Het is geen verrassing dat “law & economics” eerder van de grond kwam en met meer enthousiasme werd ontvangen in common law landen. Continentale juristen zien hun systeem traditioneel als een geometrisch georganiseerde, gesloten verzameling normen. In een dergelijk zelfbeeld is het gemakkelijk om waanideeën te koesteren van zelf-voorzienende academische grootsheid en om weerstand te bieden aan de oprukkende claims van een economische analyse van het recht. Het recht kende overigens ook een positivistische periode waarin juristen ervan uitgingen dat oplossingen meer geometrisch konden worden afgeleid uit regels (statuten of precedenten). Juristen geloofden ook – of geloven misschien nog steeds? – in een gesloten formeel systeem dat zou leiden tot een correct antwoord, ongeachte de vooroordelen of waarden van de besluitvormers.
Moderne juridische auteurs daarentegen hebben overtuigend beargumenteerd dat het recht misschien wel een formeel systeem is, maar geen gesloten systeem (W. Van Gerven, Het beleid van de rechter, Story-Scientia, 1973). Regels spreken elkaar tegen zonder dat er altijd een metaregel is die het conflict oplost; regels moeten worden geïnterpreteerd en interpretatieve regels geven geen definitief antwoord; een reeks feiten kan vaak onder tegenstrijdige regels vallen. Vanwege deze intrinsieke onbepaaldheid van het rechtssysteem is de rol van het menselijk oordeel, vertrouwend op niet-juridische factoren, van het grootste belang. Rechters, en bij uitbreiding alle juristen die regels toepassen, nemen beleidsbeslissingen. In zo’n zelfbeeld zal er ten eerste minder weerstand zijn tegen het idee dat de deugdelijkheid van de uitkomst wordt bepaald door niet-juridische overwegingen. Dit creëert een openheid voor economische analyse. Economische analyse biedt dan de belofte dat het de ongesystematiseerde iurisprudentia meer kan rationaliseren.

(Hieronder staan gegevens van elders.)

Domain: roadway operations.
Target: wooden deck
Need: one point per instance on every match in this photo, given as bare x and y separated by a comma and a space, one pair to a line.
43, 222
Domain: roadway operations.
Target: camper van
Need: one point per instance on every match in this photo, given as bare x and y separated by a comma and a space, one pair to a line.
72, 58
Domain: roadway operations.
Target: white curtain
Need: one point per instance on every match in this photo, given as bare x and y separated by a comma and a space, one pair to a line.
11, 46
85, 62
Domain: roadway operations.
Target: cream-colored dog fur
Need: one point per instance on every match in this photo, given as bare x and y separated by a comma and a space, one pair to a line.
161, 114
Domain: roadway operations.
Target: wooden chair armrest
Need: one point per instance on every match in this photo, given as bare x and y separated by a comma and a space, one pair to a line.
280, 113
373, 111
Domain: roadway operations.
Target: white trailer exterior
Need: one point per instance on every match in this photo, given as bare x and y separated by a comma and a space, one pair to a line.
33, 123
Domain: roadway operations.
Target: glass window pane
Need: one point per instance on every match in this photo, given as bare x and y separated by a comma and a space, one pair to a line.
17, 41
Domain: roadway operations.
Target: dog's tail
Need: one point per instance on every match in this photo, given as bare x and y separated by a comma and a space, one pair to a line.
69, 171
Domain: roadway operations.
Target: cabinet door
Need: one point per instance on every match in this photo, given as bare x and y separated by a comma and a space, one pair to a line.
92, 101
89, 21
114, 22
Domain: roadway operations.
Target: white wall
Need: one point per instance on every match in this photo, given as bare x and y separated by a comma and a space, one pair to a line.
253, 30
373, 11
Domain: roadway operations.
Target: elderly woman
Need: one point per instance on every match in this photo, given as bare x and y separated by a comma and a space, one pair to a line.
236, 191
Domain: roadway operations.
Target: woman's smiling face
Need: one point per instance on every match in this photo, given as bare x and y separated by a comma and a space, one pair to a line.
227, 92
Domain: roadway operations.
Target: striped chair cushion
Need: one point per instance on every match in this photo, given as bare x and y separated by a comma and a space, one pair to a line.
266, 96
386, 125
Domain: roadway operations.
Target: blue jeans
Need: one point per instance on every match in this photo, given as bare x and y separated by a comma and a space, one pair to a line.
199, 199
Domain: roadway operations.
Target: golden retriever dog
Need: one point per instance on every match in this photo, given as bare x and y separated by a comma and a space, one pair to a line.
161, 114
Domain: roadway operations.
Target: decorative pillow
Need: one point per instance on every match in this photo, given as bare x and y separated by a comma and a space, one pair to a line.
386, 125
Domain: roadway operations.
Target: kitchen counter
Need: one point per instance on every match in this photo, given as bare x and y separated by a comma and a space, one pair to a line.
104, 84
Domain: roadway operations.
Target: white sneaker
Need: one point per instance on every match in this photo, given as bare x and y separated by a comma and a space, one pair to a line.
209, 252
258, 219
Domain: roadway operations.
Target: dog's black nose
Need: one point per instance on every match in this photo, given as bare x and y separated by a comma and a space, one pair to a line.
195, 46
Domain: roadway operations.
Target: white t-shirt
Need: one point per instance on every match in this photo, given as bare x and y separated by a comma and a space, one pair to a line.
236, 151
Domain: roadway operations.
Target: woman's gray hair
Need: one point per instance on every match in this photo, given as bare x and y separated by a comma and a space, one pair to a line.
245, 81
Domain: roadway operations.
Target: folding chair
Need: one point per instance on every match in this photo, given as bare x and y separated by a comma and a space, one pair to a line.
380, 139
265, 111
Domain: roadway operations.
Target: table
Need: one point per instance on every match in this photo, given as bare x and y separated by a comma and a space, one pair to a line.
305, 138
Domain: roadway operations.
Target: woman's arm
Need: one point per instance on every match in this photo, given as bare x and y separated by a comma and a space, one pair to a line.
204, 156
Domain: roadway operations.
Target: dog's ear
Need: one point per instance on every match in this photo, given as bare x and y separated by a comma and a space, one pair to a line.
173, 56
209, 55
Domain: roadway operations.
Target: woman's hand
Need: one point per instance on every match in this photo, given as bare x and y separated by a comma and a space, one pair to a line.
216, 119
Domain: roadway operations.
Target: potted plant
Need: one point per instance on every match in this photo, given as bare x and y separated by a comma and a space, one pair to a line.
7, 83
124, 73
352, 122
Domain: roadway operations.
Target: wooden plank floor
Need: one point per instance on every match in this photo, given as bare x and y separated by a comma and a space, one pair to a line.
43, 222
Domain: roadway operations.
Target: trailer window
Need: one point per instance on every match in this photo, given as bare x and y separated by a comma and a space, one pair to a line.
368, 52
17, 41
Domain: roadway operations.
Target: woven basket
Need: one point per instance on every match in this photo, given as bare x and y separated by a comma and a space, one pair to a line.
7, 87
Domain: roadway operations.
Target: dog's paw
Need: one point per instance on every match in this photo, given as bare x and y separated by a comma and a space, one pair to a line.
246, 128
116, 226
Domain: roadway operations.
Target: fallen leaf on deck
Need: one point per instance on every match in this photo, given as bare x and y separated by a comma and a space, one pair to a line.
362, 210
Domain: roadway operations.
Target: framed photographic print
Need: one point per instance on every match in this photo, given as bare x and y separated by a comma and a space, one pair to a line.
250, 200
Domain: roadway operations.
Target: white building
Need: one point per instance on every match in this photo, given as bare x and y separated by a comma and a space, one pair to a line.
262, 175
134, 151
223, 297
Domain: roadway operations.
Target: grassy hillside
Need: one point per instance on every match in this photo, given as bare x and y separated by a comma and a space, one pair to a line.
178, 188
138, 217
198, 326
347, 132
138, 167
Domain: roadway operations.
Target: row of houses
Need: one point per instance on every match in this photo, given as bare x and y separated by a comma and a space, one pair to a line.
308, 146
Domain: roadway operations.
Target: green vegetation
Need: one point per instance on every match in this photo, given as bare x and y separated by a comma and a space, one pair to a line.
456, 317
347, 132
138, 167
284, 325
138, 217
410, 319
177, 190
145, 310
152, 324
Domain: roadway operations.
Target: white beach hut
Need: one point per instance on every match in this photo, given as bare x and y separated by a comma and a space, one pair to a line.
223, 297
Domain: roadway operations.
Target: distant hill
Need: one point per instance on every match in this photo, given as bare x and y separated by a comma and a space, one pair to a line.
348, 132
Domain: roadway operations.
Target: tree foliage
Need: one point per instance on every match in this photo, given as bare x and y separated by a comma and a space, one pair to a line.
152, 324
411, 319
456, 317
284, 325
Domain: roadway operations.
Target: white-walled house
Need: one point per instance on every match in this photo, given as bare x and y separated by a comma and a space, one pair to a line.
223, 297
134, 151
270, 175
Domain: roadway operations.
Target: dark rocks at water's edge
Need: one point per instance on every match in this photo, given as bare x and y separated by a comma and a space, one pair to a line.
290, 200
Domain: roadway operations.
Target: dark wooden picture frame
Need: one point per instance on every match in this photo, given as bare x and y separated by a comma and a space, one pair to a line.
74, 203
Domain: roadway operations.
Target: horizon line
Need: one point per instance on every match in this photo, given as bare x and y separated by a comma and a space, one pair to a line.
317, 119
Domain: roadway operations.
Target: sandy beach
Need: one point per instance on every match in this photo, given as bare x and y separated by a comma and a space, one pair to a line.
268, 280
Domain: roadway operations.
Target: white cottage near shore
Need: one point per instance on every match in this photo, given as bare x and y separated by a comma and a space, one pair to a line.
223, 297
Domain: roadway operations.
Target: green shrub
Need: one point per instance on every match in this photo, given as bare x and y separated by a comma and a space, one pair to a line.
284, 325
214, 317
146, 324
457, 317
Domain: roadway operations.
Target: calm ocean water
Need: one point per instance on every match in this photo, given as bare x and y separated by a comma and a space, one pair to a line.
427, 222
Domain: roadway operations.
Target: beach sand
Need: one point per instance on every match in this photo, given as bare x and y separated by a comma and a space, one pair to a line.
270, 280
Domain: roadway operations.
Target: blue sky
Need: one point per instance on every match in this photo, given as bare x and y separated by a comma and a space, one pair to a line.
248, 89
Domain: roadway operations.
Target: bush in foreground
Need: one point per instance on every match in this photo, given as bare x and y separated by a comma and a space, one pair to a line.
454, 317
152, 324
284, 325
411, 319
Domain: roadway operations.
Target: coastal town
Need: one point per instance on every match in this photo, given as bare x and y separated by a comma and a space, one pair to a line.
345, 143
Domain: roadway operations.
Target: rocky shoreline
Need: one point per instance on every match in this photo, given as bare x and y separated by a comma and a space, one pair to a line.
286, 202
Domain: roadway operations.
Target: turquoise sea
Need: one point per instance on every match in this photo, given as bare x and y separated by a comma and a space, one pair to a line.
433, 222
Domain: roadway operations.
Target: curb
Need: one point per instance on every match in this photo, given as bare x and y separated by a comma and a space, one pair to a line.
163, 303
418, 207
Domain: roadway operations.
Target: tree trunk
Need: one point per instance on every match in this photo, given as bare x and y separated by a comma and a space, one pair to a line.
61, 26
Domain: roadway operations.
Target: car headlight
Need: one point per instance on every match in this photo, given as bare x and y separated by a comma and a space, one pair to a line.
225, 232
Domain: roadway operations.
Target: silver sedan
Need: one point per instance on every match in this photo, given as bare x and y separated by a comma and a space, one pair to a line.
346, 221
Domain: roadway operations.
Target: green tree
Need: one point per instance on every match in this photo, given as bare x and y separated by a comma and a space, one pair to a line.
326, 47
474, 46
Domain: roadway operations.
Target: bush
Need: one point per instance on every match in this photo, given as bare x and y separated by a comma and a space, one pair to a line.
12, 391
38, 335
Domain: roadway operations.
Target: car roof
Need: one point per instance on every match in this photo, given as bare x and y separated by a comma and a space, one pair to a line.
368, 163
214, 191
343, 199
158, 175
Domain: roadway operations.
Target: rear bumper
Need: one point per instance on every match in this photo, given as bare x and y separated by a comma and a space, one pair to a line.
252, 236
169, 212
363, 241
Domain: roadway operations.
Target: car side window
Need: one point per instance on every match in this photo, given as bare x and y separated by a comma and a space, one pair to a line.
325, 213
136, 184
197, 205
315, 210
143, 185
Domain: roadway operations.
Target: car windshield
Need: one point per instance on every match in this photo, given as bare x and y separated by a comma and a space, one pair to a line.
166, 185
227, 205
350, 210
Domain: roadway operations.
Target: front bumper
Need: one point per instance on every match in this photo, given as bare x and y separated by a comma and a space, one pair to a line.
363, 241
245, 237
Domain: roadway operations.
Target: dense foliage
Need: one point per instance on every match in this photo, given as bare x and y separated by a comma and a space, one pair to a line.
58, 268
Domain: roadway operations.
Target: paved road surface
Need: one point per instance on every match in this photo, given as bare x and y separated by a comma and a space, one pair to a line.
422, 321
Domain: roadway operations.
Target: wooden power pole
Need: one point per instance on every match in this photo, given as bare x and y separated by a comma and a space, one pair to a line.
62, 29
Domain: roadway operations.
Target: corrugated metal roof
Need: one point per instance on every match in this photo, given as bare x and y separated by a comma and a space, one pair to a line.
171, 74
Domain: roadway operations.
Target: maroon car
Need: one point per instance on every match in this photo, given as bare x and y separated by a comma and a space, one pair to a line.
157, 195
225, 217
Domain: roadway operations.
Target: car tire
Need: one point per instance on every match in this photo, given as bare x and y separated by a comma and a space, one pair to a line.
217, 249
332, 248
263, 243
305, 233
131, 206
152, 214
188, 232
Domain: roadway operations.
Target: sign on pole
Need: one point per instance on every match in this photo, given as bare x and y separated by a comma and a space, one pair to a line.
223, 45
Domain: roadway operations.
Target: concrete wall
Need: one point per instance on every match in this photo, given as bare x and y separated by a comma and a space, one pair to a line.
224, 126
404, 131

Waar gaat het dan mis met recht en economie? Waar het te ver gaat en normatieve pretenties heeft over wat de wet zou moeten zijn, beperkt tot een criterium van efficiëntie als enige doelstelling. Deze benadering vervreemdt juristen, brengt ideologische vooroordelen met zich mee onder het mom van wetenschap en is naïef sciëntisme dat de menselijke oordeelsvorming in het hart van beleidsvorming negeert. Met andere woorden: de economische analyse van het recht gaat fout waar het definitieve antwoorden presenteert met het aura van wetenschap. Beleidsbeslissing horen geïnformeerd te zijn door wetenschap, maar worden er zelden door bepaald.